Водопровода и канализации решительно не хватало. Заходить к соседке он не стал, не хотелось ее снова смущать.

Двигатель работал прилично, если не вслушиваться. Он сполоснулся в Фонтанке недалеко от Аничкова моста, предъявил документы вездесущему патрулю.

Защитные конструкции с постаментов уже сняли. Но конные статуи еще не вернули на историческое место — многие скульптурные шедевры в 1941-м зарывали в землю, чтобы уберечь от бомбежек.

Он набрал воды во фляжку из ближайшей колонки, снова сел за руль, свернул на улицу Рубинштейна и поехал в южном направлении.

На дорогу ушло больше часа. Несколько раз машину останавливали. Красная книжица с потускневшим тиснением действовала безотказно. К сотрудникам контрразведки оборонного ведомства относились настороженно, с ними старались не связываться.

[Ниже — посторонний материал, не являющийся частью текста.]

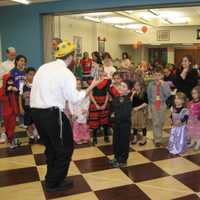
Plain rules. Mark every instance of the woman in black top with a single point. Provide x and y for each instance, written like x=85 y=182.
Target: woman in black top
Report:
x=186 y=77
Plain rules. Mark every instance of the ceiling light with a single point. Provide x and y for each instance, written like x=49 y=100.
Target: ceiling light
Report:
x=165 y=21
x=134 y=26
x=22 y=1
x=147 y=16
x=129 y=11
x=153 y=12
x=139 y=31
x=171 y=14
x=179 y=20
x=98 y=14
x=119 y=26
x=117 y=20
x=94 y=19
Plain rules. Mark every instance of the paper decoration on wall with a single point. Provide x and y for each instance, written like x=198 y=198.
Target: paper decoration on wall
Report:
x=144 y=29
x=163 y=35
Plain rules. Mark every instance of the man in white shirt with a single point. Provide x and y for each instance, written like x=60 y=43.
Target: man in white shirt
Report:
x=53 y=85
x=9 y=64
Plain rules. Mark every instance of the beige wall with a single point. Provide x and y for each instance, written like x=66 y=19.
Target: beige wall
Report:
x=119 y=40
x=89 y=32
x=185 y=35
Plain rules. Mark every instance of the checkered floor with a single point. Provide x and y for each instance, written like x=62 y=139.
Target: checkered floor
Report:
x=151 y=174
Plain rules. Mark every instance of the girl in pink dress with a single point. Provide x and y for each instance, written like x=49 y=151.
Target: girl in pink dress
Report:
x=194 y=119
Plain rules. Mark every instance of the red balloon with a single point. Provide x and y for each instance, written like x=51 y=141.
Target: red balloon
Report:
x=144 y=29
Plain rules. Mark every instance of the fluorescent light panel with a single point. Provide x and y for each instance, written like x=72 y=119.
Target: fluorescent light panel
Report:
x=94 y=19
x=119 y=26
x=22 y=1
x=179 y=20
x=134 y=26
x=117 y=20
x=98 y=14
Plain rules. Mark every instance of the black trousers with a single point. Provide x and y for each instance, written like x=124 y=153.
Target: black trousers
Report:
x=58 y=151
x=121 y=140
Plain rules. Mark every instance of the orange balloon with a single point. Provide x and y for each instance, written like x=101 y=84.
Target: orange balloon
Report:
x=144 y=29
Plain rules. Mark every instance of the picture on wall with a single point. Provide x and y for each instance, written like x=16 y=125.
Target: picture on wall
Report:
x=163 y=35
x=78 y=42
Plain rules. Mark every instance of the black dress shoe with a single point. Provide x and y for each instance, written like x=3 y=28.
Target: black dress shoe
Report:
x=157 y=144
x=61 y=187
x=106 y=139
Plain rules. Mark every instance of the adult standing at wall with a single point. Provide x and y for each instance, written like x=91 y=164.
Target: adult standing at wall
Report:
x=108 y=65
x=186 y=77
x=53 y=86
x=55 y=43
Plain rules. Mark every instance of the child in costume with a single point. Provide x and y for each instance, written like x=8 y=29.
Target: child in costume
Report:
x=194 y=119
x=9 y=108
x=139 y=112
x=79 y=114
x=178 y=134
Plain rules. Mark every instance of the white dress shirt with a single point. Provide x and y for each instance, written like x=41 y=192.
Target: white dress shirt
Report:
x=53 y=85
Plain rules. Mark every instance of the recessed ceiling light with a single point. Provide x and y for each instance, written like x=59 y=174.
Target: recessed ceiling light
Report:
x=119 y=26
x=171 y=14
x=139 y=31
x=129 y=11
x=147 y=16
x=98 y=14
x=179 y=20
x=22 y=1
x=94 y=19
x=117 y=20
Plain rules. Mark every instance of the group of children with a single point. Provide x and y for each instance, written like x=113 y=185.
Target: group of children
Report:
x=116 y=103
x=124 y=106
x=15 y=101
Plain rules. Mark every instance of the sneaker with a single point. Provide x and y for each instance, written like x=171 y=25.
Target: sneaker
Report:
x=134 y=140
x=106 y=139
x=94 y=142
x=158 y=144
x=112 y=162
x=197 y=146
x=116 y=165
x=122 y=165
x=22 y=126
x=3 y=138
x=31 y=140
x=143 y=141
x=79 y=142
x=14 y=144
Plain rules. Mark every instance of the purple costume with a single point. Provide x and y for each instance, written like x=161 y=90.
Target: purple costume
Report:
x=178 y=134
x=194 y=120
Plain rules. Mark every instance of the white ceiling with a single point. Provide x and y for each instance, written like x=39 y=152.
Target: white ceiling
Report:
x=9 y=3
x=184 y=16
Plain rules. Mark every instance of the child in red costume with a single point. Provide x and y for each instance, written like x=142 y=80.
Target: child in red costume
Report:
x=8 y=97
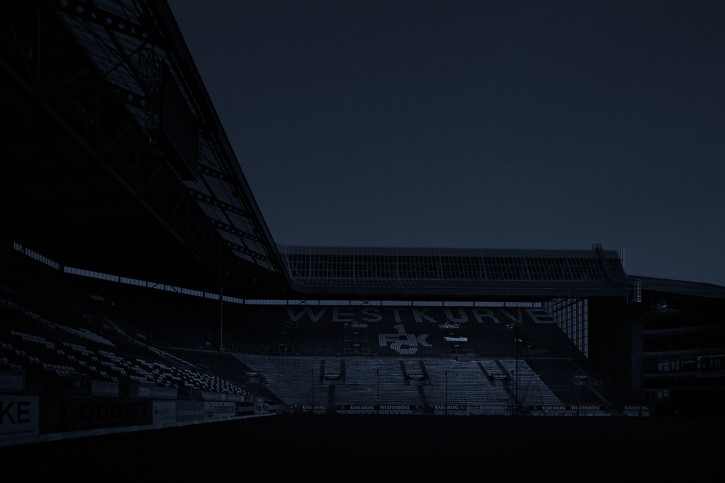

Пару раз он делал остановки, сверялся с картой. Пришлось выбрать длинный маршрут, через пригородное шоссе. В город шли автобусы, наполненные людьми, зашивался служивый люд на постах проверки.

Строительная техника восстанавливала дорогу, поврежденную обстрелами. Мрачные люди в телогрейках лопатами набрасывали щебень на насыпь. Лесной массив с памятными болотами остался в стороне. Он выехал на шоссейную дорогу к Красному Бору, у развилки свернул на Никольск и вскоре въехал в населенный пункт.

Местность была красивой, городок окружали зеленые рощи — они живописно стелились по волнистым холмам. Никольск лежал в низине вдоль берегов мелководной речушки. Под колесами прогремел бетонный накат моста, потянулись частные дома.

Населенный пункт был малоэтажный. Две сравнительно широкие улицы — Колхидская и Севастопольская, множество переулков и безымянных проездов. В восточной части городок граничил с извилистым озером, напоминающим затопленное речное русло; с запада его подпирала рослая лесополоса, за которой простирались владения Аннинского хозяйства.

Населенному пункту дважды не повезло. В 1941-м здесь был отчаянный бой, когда потрепанные советские части, не имея приказа к отступлению, цеплялись за каждый клочок земли. В 1944-м все было наоборот — немцы упорно оборонялись, бросались в контратаки, бились так, будто именно здесь решалась судьба их «великой» Германии.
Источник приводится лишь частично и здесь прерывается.